NH₃ is also an electron donor, and as the NH₃ molecules adsorb onto the Li-Gr surface, they donate electrons to the Gr, introducing additional electrons to the system. This causes the energy levels that are nearer to the conduction band to fill and thus lowering the E_g. Computed E_F of Li-Gr at the end of the adsorption of CO, CO₂, and SO₂ is greater when compared to the one before adsorption, but the computed E_F of Li-Gr at the end of the adsorption of NH₃ and N₂ is less than the one before adsorption.

The Li-doped surface will be able to present active adsorption sites, which will increase the number of interactions between the gas molecules and Gr. These interactions may cause a change in the electronic state of Gr, and consequently increase or decrease the E_F. Calculated results have shown that E_HOMO of the molecule is (-5.694 eV), implying that it has a tendency to donate electrons. Conversely, the E_LUMO of the molecule is (-4.084 eV), with implications of a tendency to accept electrons.

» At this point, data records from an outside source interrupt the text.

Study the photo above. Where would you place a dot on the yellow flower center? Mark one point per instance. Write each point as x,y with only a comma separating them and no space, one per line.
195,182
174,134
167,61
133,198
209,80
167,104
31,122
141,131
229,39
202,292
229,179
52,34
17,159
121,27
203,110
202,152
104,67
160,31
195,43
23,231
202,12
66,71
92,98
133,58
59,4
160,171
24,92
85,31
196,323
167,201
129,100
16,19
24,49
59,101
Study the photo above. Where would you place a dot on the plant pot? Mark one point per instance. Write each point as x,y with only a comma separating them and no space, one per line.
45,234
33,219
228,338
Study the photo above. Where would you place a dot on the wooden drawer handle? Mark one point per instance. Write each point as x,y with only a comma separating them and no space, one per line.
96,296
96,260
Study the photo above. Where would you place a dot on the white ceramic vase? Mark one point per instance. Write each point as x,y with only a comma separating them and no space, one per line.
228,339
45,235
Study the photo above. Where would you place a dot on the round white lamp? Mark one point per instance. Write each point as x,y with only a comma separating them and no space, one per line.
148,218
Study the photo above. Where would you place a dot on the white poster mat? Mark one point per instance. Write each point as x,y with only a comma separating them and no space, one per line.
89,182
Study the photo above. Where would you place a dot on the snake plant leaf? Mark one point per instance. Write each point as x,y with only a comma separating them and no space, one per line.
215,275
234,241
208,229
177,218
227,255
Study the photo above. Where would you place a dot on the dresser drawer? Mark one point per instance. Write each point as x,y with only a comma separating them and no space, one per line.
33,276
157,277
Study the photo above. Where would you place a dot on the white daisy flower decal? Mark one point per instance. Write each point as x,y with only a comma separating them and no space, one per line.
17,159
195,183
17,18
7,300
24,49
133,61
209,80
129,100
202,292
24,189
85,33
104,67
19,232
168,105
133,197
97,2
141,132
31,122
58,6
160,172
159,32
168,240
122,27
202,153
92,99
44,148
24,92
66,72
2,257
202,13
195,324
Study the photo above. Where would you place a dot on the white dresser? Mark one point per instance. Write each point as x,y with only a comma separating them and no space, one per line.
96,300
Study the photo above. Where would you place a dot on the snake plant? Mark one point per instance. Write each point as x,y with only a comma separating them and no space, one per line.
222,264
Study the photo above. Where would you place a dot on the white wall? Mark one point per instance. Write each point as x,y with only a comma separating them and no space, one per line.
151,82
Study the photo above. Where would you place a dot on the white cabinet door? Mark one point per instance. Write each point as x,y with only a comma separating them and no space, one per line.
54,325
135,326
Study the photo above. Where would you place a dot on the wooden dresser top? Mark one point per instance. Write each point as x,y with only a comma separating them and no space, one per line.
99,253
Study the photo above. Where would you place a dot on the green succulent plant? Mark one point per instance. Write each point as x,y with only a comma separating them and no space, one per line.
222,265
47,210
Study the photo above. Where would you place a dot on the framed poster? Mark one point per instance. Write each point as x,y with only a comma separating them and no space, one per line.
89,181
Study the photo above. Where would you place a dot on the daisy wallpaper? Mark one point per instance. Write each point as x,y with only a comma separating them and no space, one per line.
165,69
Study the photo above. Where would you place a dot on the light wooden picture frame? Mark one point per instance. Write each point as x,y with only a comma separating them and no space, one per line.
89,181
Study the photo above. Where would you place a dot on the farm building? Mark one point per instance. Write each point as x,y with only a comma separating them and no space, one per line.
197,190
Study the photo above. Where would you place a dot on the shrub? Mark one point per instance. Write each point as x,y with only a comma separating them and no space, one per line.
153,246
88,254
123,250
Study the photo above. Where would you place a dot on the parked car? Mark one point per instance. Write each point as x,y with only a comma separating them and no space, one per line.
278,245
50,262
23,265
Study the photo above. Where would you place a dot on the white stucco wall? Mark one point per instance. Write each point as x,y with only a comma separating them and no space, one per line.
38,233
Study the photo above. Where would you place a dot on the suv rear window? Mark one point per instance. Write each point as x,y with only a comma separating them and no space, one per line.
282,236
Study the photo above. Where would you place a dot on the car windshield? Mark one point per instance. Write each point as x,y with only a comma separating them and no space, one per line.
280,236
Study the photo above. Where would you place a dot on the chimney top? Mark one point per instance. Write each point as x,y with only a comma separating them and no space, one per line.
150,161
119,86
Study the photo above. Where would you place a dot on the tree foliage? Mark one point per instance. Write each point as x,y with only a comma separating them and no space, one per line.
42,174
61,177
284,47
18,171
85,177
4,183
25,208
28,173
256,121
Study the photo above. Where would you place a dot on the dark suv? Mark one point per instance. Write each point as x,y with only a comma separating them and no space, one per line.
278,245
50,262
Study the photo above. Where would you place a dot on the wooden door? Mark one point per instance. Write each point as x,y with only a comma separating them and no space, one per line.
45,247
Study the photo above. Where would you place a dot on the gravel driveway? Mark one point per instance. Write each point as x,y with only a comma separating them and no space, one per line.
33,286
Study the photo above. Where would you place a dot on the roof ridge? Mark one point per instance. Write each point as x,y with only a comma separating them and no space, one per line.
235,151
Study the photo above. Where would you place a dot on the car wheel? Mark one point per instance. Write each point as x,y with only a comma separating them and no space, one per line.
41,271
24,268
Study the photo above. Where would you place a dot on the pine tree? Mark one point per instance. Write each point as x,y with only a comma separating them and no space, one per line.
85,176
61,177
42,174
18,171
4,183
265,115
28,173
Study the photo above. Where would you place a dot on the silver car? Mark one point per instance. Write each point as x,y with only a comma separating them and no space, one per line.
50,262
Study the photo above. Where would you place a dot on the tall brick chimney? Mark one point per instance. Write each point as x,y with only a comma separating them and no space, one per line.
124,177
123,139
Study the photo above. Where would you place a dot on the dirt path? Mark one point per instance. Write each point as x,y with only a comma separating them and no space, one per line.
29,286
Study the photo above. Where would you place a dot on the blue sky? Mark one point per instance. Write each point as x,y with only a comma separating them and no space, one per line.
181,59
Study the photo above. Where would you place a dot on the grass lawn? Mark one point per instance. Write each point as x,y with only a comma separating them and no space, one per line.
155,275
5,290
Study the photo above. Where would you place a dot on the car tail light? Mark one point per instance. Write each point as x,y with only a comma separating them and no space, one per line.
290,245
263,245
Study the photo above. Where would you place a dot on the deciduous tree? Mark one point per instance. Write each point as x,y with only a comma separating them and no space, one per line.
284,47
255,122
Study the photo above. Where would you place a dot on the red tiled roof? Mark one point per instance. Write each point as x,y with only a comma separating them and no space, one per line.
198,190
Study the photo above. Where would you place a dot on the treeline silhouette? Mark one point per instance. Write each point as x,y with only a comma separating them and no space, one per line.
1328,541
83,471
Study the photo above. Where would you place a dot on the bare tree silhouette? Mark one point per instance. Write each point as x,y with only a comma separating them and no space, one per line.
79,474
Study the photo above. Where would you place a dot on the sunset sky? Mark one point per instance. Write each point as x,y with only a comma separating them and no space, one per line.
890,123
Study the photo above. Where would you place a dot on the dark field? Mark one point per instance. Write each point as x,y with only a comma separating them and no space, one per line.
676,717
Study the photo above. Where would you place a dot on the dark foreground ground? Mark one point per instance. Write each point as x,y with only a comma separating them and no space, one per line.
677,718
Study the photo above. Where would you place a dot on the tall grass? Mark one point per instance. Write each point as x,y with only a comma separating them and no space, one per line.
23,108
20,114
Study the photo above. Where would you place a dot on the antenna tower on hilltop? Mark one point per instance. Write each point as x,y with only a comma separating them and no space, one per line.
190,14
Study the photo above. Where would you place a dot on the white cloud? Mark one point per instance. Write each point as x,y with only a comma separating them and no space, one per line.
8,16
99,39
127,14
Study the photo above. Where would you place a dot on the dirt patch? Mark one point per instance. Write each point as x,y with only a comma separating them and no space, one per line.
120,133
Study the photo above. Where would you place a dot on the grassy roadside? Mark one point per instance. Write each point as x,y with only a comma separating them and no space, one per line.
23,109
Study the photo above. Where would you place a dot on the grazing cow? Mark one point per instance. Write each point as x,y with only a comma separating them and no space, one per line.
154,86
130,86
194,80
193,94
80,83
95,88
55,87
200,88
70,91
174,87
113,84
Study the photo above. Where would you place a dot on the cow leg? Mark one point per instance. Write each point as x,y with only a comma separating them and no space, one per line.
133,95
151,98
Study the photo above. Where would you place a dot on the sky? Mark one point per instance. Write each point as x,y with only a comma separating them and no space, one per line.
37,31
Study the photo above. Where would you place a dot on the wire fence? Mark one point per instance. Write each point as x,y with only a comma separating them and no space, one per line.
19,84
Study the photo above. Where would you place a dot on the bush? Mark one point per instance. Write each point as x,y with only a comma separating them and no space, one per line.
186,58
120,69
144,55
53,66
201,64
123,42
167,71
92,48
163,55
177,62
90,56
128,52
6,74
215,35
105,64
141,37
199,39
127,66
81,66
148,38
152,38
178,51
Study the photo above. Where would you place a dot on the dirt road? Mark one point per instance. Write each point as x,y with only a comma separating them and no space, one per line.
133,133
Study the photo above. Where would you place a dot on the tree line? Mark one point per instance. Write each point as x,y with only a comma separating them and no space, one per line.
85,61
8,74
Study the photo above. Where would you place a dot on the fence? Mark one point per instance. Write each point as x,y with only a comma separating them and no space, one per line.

For the purpose of further exploring electronic characteristics of studied structures, DOS plots have been calculated of the adsorbed Li-Gr respectively, Figures 5(a)-(e) depict that the DOS of Li-Gr with adsorption of gas molecules CO, CO₂, NH₃, SO₂ and N₂ is not the same as the one of the DOS before the adsorption. The heights of the peaks become smaller, meaning that the number of DOS peaks in conduction band as well as valence band becomes smaller.

Adsorption of gases can lead to distortions in the Gr structure or surface reactions that result in changes in the energy distribution of electronic states. This can sometimes lead to a reduction in peak height or a decrease in DOS peaks.

The role of frontier molecular orbitals (FMOs), specifically LUMO and HOMO, is well-established in chemical reactions involving reactant molecules. For the analysis of the Li-Gr, understanding the FMOs becomes essential. In our study, we have summarized HOMO and LUMO energy levels for gas molecules like CO, CO₂, NH₃, SO₂, and N₂ adsorbed on Li-Gr in Table 2. Figures 6 and 7 show the analyzed structures of 3-D HOMO and LUMO distributions. The electron cloud in occupied and virtual orbits is clearly seen in HOMO–LUMO. Structures have HOMO electrons in green and LUMO electrons in red. DOS spectra for Li-Gr structures show low occupied orbital charge density and high virtual orbital charge density. This describes charge localization in virtual orbitals versus occupied orbitals. The FMOs of these gas molecules are concentrated in the Li-Gr structures' center and edges.

Figure 6. HOMO distribution (right: 2-D counter; left: 3-D) in Li-Gr structures

Figure 7. LUMO distribution (right: 2-D counter; left: 3D) in Li-Gr structures

Our theoretical predictions could be validated experimentally using techniques such as TPD, XPS, or conductivity measurements, providing a pathway to test the adsorption behavior and sensitivity of Li-Gr toward CO, CO₂, NH₃, SO₂, and N₂.